While proving causation is the primary obstacle, it’s not the only challenge in a Suboxone tooth decay lawsuit. Here are other considerations that can influence your case:

Proving the Severity of Dental Damage

Not all dental problems are created in the same way. The extent of the damage you’ve experienced directly affects potential settlements. Extensive tooth decay, multiple extractions, or severe gum disease likely lead to higher compensation compared to minor issues.

Establishing the Real Compensation Amount

The aim of a lawsuit isn’t just to establish blame, but also to recover damages. According to TruLaw, this includes the financial burden of dental treatments necessitated by Suboxone use. Additionally, the pain, discomfort, and potential emotional distress caused by these dental problems can be factored into compensation. 

Statute of Limitations

There’s another layer of complexity in Suboxone lawsuits: the time limit to file a claim. Some states have recently enacted stricter statutes of limitations, like Florida’s Bill 837. This law cuts the window for personal injury lawsuits, including those against Suboxone’s manufacturer, from four years to two.
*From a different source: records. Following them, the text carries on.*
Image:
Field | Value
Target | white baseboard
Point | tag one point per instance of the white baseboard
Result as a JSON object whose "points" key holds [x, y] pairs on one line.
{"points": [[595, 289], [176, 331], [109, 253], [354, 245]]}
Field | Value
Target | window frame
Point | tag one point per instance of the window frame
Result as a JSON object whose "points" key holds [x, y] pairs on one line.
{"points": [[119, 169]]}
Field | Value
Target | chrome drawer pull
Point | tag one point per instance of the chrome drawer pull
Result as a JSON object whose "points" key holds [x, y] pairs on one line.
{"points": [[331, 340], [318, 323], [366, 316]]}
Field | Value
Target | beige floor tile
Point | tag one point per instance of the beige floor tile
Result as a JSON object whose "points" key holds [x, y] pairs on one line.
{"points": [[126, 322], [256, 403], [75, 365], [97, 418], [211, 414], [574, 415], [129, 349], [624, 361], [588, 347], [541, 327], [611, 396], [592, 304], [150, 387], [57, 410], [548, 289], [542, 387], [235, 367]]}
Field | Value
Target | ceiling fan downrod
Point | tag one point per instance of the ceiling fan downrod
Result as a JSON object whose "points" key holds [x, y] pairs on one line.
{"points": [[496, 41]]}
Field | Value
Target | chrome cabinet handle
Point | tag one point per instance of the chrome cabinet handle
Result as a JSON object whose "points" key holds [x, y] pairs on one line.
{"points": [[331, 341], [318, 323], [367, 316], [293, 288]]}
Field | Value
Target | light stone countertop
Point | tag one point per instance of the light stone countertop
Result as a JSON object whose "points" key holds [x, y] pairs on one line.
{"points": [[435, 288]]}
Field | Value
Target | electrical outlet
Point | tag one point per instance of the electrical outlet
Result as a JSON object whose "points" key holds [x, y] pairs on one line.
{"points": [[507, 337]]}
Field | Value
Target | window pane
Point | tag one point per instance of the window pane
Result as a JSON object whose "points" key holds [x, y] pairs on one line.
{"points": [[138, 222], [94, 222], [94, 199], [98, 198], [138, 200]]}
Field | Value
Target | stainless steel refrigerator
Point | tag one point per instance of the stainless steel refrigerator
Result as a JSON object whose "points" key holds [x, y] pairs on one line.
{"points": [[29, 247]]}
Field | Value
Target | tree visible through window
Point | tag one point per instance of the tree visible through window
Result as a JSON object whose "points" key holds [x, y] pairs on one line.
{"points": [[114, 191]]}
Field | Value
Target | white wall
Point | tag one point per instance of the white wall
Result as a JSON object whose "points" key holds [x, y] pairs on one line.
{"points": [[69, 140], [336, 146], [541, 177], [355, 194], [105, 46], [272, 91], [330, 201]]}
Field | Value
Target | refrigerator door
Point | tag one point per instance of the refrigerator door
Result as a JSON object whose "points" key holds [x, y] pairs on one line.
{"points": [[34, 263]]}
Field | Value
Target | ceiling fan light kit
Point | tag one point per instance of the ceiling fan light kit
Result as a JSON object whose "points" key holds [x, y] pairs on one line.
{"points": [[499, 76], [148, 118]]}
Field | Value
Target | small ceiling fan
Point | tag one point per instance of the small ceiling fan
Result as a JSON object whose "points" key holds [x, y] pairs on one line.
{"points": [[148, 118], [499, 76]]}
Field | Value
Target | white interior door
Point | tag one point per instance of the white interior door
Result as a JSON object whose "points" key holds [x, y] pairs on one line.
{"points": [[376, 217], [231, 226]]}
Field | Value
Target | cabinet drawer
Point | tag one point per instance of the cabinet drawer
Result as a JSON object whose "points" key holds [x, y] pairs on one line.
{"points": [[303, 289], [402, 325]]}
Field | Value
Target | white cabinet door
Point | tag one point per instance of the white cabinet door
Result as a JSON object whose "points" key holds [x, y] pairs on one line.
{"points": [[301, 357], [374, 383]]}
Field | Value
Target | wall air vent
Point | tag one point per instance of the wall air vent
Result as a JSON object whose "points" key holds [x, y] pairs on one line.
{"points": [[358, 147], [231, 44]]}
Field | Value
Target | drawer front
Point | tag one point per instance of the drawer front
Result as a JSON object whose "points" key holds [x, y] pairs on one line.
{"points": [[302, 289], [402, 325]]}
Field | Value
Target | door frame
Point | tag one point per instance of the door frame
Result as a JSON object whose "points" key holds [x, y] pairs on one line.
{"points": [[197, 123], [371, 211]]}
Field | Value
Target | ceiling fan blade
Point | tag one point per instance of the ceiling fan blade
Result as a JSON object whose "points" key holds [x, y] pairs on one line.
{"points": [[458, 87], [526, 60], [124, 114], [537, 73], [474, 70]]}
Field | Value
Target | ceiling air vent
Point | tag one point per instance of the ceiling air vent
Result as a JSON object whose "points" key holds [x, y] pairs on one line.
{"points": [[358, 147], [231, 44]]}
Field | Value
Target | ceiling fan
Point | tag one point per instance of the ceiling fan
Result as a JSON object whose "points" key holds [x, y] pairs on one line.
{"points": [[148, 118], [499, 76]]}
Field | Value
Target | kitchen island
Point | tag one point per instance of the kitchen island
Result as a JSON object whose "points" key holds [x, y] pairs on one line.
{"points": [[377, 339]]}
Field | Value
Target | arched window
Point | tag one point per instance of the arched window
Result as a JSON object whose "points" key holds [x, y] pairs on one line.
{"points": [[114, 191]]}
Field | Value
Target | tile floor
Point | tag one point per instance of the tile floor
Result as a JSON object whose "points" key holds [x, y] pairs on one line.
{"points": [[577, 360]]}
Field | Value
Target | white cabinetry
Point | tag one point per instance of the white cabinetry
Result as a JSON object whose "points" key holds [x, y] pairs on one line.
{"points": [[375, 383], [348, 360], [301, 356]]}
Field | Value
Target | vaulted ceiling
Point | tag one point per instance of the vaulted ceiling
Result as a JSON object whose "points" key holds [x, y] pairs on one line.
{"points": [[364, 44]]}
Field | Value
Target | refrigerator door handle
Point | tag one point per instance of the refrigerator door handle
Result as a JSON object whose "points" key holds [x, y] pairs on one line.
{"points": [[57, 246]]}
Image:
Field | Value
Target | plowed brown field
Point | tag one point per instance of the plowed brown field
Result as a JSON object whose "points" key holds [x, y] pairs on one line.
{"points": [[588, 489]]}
Missing this deadline can imply Losing your entitlement to compensation. 

Building a Strong Case for the Suboxone Litigation

Proving Indivior’s negligence is the core difficulty in a Suboxone lawsuit. The drug (Suboxone) has been approved by the FDA, which complicates claims that it is inherently unsafe. In June 2022, the FDA mandated tooth decay warnings for Suboxone labels, prompted by over 300 reports of dental damage. The defense can argue that plaintiffs were adequately informed, using labeling that includes warnings about potential risks. However, these warnings on their label appeared only after 2022, followed by the FDA’s warning. Therefore, in the current Suboxone MDL, you’ll need to demonstrate that you took Suboxone as prescribed by a doctor. Additionally, you must show this occurred before 2022 when the medication’s label did not have warnings about dental risks. Employ a dual-track discovery approach by gathering evidence that Suboxone uniquely harmed you. At the same time, demonstrate research on Suboxone’s potential to cause dental problems in general. 

Frequently Asked Questions
  • Suboxone is technically an opioid, and the DEA (Drug Enforcement Administration) classifies opioids as narcotics. However, when people commonly refer to narcotics, they often mean substances that produce a high and are frequently abused. Although Suboxone is used in opioid addiction treatment, its formulation includes naloxone to block the euphoric effects. Therefore, while it is technically a narcotic, Suboxone’s design and purpose aim to prevent misuse rather than promote it.

    Suboxone, a medication considered to treat opioid dependency, has been associated with dental problems, particularly when administered as dissolvable strips. The main contributing factors to dental issues from Suboxone include its acidic nature and the application method. Suboxone has a low pH of 3.4, making it very acidic. Its frequent dosages expose teeth to acidic substances, causing tooth decay.

    A two-active ingredient drug, Suboxone contains buprenorphine, an opioid, and naloxone, an opioid antagonist (blocker). Buprenorphine acts as a narcotic to help manage opioid addiction. On the other hand, naloxone is included to counteract the effects of the opioid. Hence, the latter reduces the potential for misuse and abuse of Suboxone. 

    At present, there are approximately 500 ongoing product liability lawsuits targeting the manufacturers of Suboxone. These litigations assert that manufacturers did not give ample warnings. They are concerned about the risk of tooth decay from using Suboxone, prescribed for opioid addiction. Proving causation in Suboxone lawsuits is difficult, requiring strong scientific evidence, compelling expert testimony, and strategic legal tactics. While these hurdles are critical, they are not insurmountable, especially with seasoned legal help.